Ce qu’il y a de commun dans ces trois croisades pacifiques, c’est que la grande majorité des éducateurs sont revenus transfigurés par cette expérience, malgré les grandes privations. L’autre enseignement, c’est la criante irresponsabilité des oligarchies d’aujourd’hui, qui se satisfont, au Sud, de la croissante désertion scolaire, déjà à l’âge de 12-13 ans, et de la préférence donnée à l’école privée par rapport à l’enseignement public. Les couches populaires, ne pouvant en financer l’écolage, sont exclues de ces «boîtes à bac». L’école publique s’adresse à tous, mais, sans moyens ni salaires suffisants, la qualité y est moindre. Avec les inévitables «trois services»: les classes du matin, de l’après-midi et du soir, à choix, en raison du manque d’enseignants et de locaux.

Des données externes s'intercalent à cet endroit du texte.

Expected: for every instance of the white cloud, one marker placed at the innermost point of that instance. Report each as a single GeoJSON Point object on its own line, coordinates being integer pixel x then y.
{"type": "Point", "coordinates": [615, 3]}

Tandis que chez nous, malgré les moyens financiers disponibles, l’école publique est menacée dans sa qualité: les effectifs sont, sous le prétexte d’une cure d’austérité, revus à la hausse, alors que les instituts privés travaillent avec des classes de moins de 15 élèves.
Un énorme recul de part et d’autre, comparé aux réalisations égalitaires de 1917, 1959 et 1979.
* Ancien Municipal Gauche en mouvement, Renens (VD).
(1) Dont Le Courrier a repris une pleine page dans son édition du 8 décembre 2017.